Листвянко пощупал дельтовидные мышцы и тягостно вздохнул, – видимо, они у него уже начали атрофироваться.
– Отлупи Пятака, – посоветовал я. – И разомнешься, и человечеству большая польза.
– Да не, не хочется что-то… Нагрузки не те. А потом, это…

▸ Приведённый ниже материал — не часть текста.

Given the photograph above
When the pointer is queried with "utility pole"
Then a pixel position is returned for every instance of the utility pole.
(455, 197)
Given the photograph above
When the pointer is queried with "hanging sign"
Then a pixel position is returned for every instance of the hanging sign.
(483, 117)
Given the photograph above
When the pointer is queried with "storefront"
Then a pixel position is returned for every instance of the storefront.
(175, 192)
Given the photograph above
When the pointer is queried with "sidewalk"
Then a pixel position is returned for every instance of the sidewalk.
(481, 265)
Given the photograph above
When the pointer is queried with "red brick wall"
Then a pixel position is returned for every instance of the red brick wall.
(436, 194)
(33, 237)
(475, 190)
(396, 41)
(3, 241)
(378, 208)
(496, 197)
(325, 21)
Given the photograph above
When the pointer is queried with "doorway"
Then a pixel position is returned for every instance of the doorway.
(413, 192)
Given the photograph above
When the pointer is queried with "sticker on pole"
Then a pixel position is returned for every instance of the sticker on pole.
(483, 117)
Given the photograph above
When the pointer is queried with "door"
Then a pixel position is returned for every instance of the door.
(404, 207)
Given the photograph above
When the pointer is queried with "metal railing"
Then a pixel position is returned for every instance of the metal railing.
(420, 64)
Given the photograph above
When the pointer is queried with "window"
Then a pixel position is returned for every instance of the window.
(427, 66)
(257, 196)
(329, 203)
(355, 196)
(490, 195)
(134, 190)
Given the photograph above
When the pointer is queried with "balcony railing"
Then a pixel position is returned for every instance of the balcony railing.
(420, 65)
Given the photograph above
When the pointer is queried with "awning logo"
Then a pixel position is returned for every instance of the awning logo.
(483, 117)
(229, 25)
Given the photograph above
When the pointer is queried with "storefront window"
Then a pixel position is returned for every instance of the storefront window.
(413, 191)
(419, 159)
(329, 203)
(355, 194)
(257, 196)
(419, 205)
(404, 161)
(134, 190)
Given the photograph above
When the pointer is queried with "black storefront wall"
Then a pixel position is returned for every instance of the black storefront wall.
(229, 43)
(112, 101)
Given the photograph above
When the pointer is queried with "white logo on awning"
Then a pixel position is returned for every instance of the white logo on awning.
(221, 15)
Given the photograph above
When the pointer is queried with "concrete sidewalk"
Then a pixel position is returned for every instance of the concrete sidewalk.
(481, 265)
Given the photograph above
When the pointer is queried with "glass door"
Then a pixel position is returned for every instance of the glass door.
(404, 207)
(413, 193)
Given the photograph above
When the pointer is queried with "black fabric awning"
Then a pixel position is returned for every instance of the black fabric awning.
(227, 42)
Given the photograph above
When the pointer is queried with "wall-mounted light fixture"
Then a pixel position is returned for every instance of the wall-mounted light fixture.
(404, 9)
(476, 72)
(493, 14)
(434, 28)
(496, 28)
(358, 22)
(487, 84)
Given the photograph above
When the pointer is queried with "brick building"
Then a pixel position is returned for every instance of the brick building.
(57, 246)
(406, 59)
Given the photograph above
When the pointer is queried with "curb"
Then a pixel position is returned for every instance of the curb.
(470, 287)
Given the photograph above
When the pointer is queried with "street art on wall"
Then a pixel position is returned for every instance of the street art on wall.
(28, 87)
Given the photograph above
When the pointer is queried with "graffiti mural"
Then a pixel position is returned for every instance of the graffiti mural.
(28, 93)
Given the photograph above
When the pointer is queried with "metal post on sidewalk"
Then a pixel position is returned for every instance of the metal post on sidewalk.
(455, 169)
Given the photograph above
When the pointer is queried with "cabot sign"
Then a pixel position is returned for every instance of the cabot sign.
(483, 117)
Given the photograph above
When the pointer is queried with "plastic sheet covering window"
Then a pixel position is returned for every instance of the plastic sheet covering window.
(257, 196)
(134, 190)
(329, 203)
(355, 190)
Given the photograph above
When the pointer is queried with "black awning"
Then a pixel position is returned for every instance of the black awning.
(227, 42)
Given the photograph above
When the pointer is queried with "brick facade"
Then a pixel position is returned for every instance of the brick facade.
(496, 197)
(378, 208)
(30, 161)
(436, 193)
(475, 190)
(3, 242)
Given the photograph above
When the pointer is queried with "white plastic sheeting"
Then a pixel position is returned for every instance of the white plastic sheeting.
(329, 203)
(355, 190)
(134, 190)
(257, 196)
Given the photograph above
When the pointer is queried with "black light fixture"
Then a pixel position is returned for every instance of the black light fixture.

Листвянко кивнул на барак:
– Могут не понять. К тому же я не дикарь какой-нибудь…
Ну да, боксер-то Листвянко боксер, а логически соображает хорошо, знает: отлупишь кретина – прослывешь ксенофобом – не возьмут в Германию.
– Не знаю тогда, – я сочувственно вздохнул. – Как жить? Что делать?
– Да уж… Лучшее средство для укрепления дельтоидов – рубка дров, – как бы между прочим сказал Листвянко. – А тут недалеко целая куча лежит. В деревне, возле синего дома. Может, порубить, а?
– Хорошая идея, – сказал Жмуркин. – Благородная.
Он стоял на крыльце с помятым от скоротечного дневного сна лицом.
– Дров там действительно много, я смотрел. Бабушкам самим не одолеть, вот вы и поможете. А они нам еще что-нибудь подкинут в смысле пропитания, яиц там, огурцов. Кто его знает, сколько здесь еще сидеть… Так что, Вадик, иди.
– Ну, мне самому как-то это, стремно… – Листвянко поморщился. – То есть я пойду, а вдруг эти бабушки спросят – ты что тут делаешь?
Боксер Листвянко боялся выглядеть дураком. Прекрасное наше время, двадцать первый век: хочешь помочь старушкам порубить дрова и боишься, что тебя за это примут за дебила.
– Почему одному? Вот Витька тебе поможет.
Я, собственно, был не против, сам хотел предложить.
Листвянко уронил колун.
– Ладно, пойдем, – Листвянко плюнул. – Дрова нас ждут.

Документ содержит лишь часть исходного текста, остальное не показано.